Turkey's President Recep Tayyip Erdoğan, speaking in an interview with AllAfrica ahead of a visit to three Muslim-majority African nations, has spoken out strongly against the selling of African migrants into slavery, and in favour of women's rights. He has also rejected criticism of Turkey's record on media freedom.
In a wide-ranging interview with AllAfrica's executive chairman, Amadou Mahtar Ba, President Erdoğan was asked what he would say as a Muslim leader to young Muslims across Africa about a recent report that people were being sold as slaves in Libya.
"We will never allow refugees to be traded off as slaves," he said, "because that can never be approved in the eyes of our religion.... I would like to call out to the Libyan administration and the Libyan youth, please do not be played, do not be fooled, slave markets are prohibited eternally by our religion. Do not resort to them, do not fall for them, and please do everything you can to save those who have fallen to slave markets."
He gave the interview – his first with an African news group – ahead of a four-day visit to Sudan, Chad and Tunisia which begins on Sunday. The visit comes as Turkey works to expand its diplomatic and business links across Africa.
Addressing African countries as the leader of a Muslim nation, he said women need to become much more active in political life.
"Women cannot and should not be left outside the political realm. Secondly, women should be more involved in education, in training, in health, and above all women should be more involved in business life... and even further than that in... non-governmental organisations."
Citing the record in Turkey, where women have voted since the 1930s and serve in the judiciary, Erdoğan said women need to enter the "competitive zone" with men. "It all depends on competence and skills, so long as a person is competent and skillful they should never be stopped."
Asked to explain reports issued year after year saying there is a lack of freedom of expression in Turkey, President Erdoğan accused international press freedom groups of being dishonest and insincere.
On visits to Turkey, he said, when the government showed them documents and evidence "they go quiet". But critical reports continued to circulate. "They are not objective reports. They are biased reports."
"[A] media person does not enjoy infinite freedom. There is a limit to our freedoms. The limit is where the freedom of the other shall begin... A media person cannot support terrorism. If they are harbouring terrorists then there will be a price to be paid. Those who have been sentenced or detained or who have fled Turkey – the so-called media people – have committed crimes, not crimes of expression, not crimes of free thought... There are those without any relevant credentials proving they are journalists."
It has been estimated that about 6,000 Africans who have been fighting with militants from Daesh (better known as ISIS in the West) are expected to return to their countries of origin after the group's defeat in large parts of Syria and Iraq.
Asked how Turkey could work with African nations to counter the threat they posed, Erdoğan said the country had 35 or 40 years' experience in fighting terrorism and pledged cooperation with countries across the continent. He also highlighted the presence of Boko Haram militants in Chad.

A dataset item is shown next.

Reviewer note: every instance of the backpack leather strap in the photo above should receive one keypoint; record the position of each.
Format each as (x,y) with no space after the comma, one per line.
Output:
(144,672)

In the interview, he also pursued his government's campaign to have African governments close down private schools in many countries which are operated by a network led by Fethullah Gülen, a Turkish cleric based in the United States. Thousands of students attend the elite schools in countries across the continent.
Repeating earlier accusations that Gülen was behind the attempted military coup in Turkey in July 2016, in which more than 250 people died and the presidential palace was attacked, Erdoğan said the network used education and religion as a "disguise" behind which they hid.
"We are warning our brothers and sisters in Africa not to be manipulated, not to be deceived, because the Fethullists earned great sums of money out of their actions..." he added.
Speaking soon after the United Nations General Assembly voted to reject the Trump adminstration's recognition of Jerusalem as Israel's capital, he also lashed out at Israel.
"Israel is a state of violence," he said, "and there is state-sponsored terrorism in Al Quds [Jerusalem] and we have to see these facts for what they are."
He said recognition of the city as Israel's capital was "a trap that we should not have fallen into." President Donald Trump would have to review his situation if he wanted peace in the Middle East.
"If we are defending peace we have to say 'yes' to the two-state solution in Palestine but if we are not defending peace and we want the Middle East to get pushed into further conflict and turmoil, then the price to be paid will be upon President Trump and Israel," he added.
This report has been revised since first publication to reflect a fuller range of issues covered in the interview.